To run the Python code, ensure you have numpy installed (e.g. pip install numpy), and then run the script:
python ngram.pyYou'll see that the script first "trains" a small occupation-level Tokenizer (the vocab size is 1017 for all 1016 O*NET occupations and the special "end of career" token), then it conducts a small grid search of n-gram models with various hyperparameter settings for the n-gram order n and the smoothing factor, using the validation split. With default settings on our data, the values that turn out to be optimal are n=3, smoothing=0.03. It then takes this best model, samples 10 occupations from it, and finally reports the test loss and perplexity. Here is the full output:
python ngram.py
vocab_size: 1017
Reading data done
seq_len 3 | smoothing 0.03 | train_loss 3.5006 | val_loss 3.6978
seq_len 3 | smoothing 0.30 | train_loss 3.7044 | val_loss 3.8055
seq_len 3 | smoothing 3.00 | train_loss 4.0951 | val_loss 4.1294
seq_len 3 | smoothing 30.00 | train_loss 4.7108 | val_loss 4.7196
seq_len 2 | smoothing 0.03 | train_loss 3.7602 | val_loss 3.7761
seq_len 2 | smoothing 0.30 | train_loss 3.7625 | val_loss 3.7729
seq_len 2 | smoothing 3.00 | train_loss 3.7833 | val_loss 3.7888
seq_len 2 | smoothing 30.00 | train_loss 3.9217 | val_loss 3.9239
seq_len 1 | smoothing 0.03 | train_loss 4.7932 | val_loss 4.7931
seq_len 1 | smoothing 0.30 | train_loss 4.7932 | val_loss 4.7931
seq_len 1 | smoothing 3.00 | train_loss 4.7932 | val_loss 4.7931
seq_len 1 | smoothing 30.00 | train_loss 4.7932 | val_loss 4.7931
best hyperparameters: {'seq_len': 3, 'smoothing': 0.03}
Cutters and Trimmers, Hand
Costume Attendants
Electromechanical Equipment Assemblers
Structural Metal Fabricators and Fitters
Structural Metal Fabricators and Fitters
Structural Metal Fabricators and Fitters
Structural Metal Fabricators and Fitters
Welders, Cutters, Solderers, and Brazers
<END_OF_TEXT>
Pharmacists
test_loss 3.699246, test_perplexity 40.416836
wrote dev/ngram_probs_best.npy to disk (for visualization)

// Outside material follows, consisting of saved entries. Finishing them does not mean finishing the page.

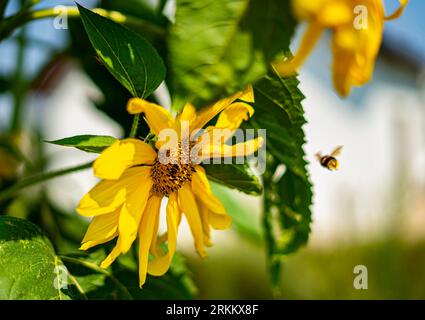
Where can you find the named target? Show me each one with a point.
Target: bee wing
(337, 151)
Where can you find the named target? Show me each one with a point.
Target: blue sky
(409, 28)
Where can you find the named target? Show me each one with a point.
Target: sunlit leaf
(127, 55)
(218, 47)
(237, 176)
(28, 264)
(88, 143)
(287, 188)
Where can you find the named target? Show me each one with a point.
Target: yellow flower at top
(135, 178)
(357, 27)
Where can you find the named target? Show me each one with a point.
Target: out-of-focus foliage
(219, 47)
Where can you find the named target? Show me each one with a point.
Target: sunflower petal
(108, 195)
(201, 188)
(146, 231)
(122, 155)
(223, 150)
(204, 212)
(210, 112)
(399, 11)
(160, 265)
(101, 229)
(132, 210)
(188, 205)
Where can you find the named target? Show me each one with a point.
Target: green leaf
(287, 188)
(127, 55)
(243, 214)
(121, 281)
(27, 262)
(236, 176)
(88, 143)
(219, 46)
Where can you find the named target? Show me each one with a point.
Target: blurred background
(371, 212)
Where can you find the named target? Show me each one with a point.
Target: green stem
(135, 125)
(18, 89)
(96, 268)
(37, 178)
(11, 23)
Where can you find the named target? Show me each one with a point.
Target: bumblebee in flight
(330, 161)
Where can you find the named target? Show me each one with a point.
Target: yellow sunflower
(355, 47)
(126, 202)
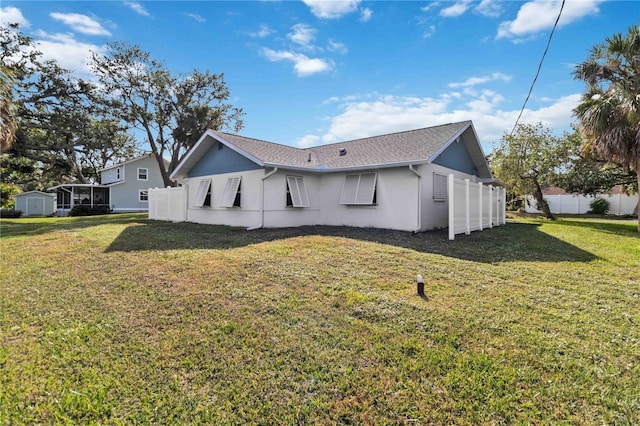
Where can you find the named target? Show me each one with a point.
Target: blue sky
(314, 72)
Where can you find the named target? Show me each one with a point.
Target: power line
(539, 68)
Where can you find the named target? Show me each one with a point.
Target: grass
(121, 320)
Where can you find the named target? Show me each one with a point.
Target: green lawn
(120, 320)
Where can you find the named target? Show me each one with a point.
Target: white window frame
(297, 191)
(359, 189)
(146, 173)
(440, 183)
(201, 194)
(231, 189)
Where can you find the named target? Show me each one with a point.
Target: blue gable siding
(456, 157)
(218, 161)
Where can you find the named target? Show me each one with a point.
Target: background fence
(168, 204)
(474, 206)
(619, 204)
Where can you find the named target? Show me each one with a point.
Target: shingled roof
(396, 149)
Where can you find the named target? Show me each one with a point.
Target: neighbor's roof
(391, 150)
(34, 192)
(133, 160)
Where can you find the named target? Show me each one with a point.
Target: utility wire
(539, 68)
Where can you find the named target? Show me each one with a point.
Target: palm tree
(609, 113)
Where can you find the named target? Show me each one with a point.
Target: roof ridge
(260, 140)
(390, 134)
(311, 148)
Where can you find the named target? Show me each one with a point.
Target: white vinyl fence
(168, 204)
(474, 206)
(619, 204)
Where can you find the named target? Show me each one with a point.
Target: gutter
(418, 220)
(275, 169)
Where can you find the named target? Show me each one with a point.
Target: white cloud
(263, 31)
(473, 81)
(366, 14)
(13, 15)
(332, 9)
(429, 31)
(540, 15)
(81, 23)
(376, 114)
(195, 17)
(302, 34)
(335, 46)
(137, 7)
(431, 5)
(303, 65)
(307, 140)
(68, 52)
(489, 8)
(457, 9)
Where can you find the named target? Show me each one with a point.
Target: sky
(312, 72)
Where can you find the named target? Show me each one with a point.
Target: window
(439, 187)
(296, 192)
(143, 174)
(231, 196)
(204, 192)
(359, 189)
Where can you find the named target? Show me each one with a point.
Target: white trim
(140, 191)
(230, 192)
(358, 191)
(297, 191)
(439, 192)
(146, 174)
(201, 195)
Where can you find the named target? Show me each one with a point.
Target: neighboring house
(562, 202)
(36, 203)
(395, 181)
(124, 187)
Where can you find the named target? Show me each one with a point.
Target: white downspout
(418, 220)
(275, 169)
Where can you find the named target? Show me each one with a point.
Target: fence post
(450, 197)
(491, 206)
(480, 188)
(467, 206)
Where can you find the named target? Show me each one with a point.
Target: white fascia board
(478, 145)
(326, 169)
(190, 153)
(36, 192)
(126, 162)
(229, 145)
(198, 146)
(450, 141)
(77, 185)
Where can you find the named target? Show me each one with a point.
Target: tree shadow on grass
(32, 226)
(624, 228)
(513, 242)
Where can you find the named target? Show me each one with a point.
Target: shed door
(35, 207)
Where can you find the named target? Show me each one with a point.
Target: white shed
(36, 203)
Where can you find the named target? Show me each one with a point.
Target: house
(394, 181)
(36, 203)
(124, 187)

The Python code also writes out the n-gram probabilities to disk into the dev/ folder, which you can then inspect with the attached Jupyter notebook dev/visualize_probs.ipynb.
The version code is legacy from Karpathy's work but I plan to update it to work with the labor market data as well in the future. (I'll probably prioritize a transformer model so it might take a while before I circle back to this.)
- Make better
- Make exercises
- Call for help: nice visualization / webapp that shows and animates the 4-gram language model and how it works.